Note: The above specifications fully support wildcards. They may not be used alone but only as part of a query sentence with at least 1 term and a binary operator. Example (Infix):

"hedgehog " and FILE:shakespeare.*


The WITHIN:field operator can quite effective in exploring (partially unknown) structure paths in XML data.

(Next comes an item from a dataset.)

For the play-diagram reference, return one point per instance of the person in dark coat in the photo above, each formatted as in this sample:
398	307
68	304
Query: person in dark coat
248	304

In our Shakespeare example (SGML/XML markup of Shakespeare's works by Jon Bosak) we
have as paths to LINES where things are said:
- PLAY\ACT\EPILOGUE\SPEECH\LINE
- PLAY\ACT\PROLOGUE\SPEECH\LINE
- PLAY\PROLOGUE\SPEECH\LINE
- PLAY\INDUCT\SCENE\SPEECH\LINE
- PLAY\INDUCT\SPEECH\LINE
- PLAY\ACT\SCENE\SPEECH\LINE

And the only LINE which a child is:
- PLAY\ACT\SCENE\SPEECH\LINE\STAGEDIR

To search for a term in the field LINE one would typically not use one of these operators but issue a LINE/term. The standard field search is faster and more efficient than WITHIN. WITHIN (and its friends) are, however, very powerful and extremely useful.

By specifying in an RPN query: LINE/term WITHIN:PROLOGUE
one can specify only those terms in a line that are within the PROLOGUE.

Multiple unary operators can be applied so one could also say: term WITHIN:LINE WITHIN:PROLOGUE.

To search for the term "love" in LINEs that are in a scene: LINE/love WITHIN:SCENE

Only those "scene's that are in an act (and not those in an induct): LINE/love WITHIN:SCENE WITHIN:ACT

If we wanted those explicitly not in INDUCT: LINE/love WITHIN:SCENE XWITHIN:INDUCT

The mechanism is very powerful, flexible and more generic than the XPATH models but we are after all also more generic and abstract than XML.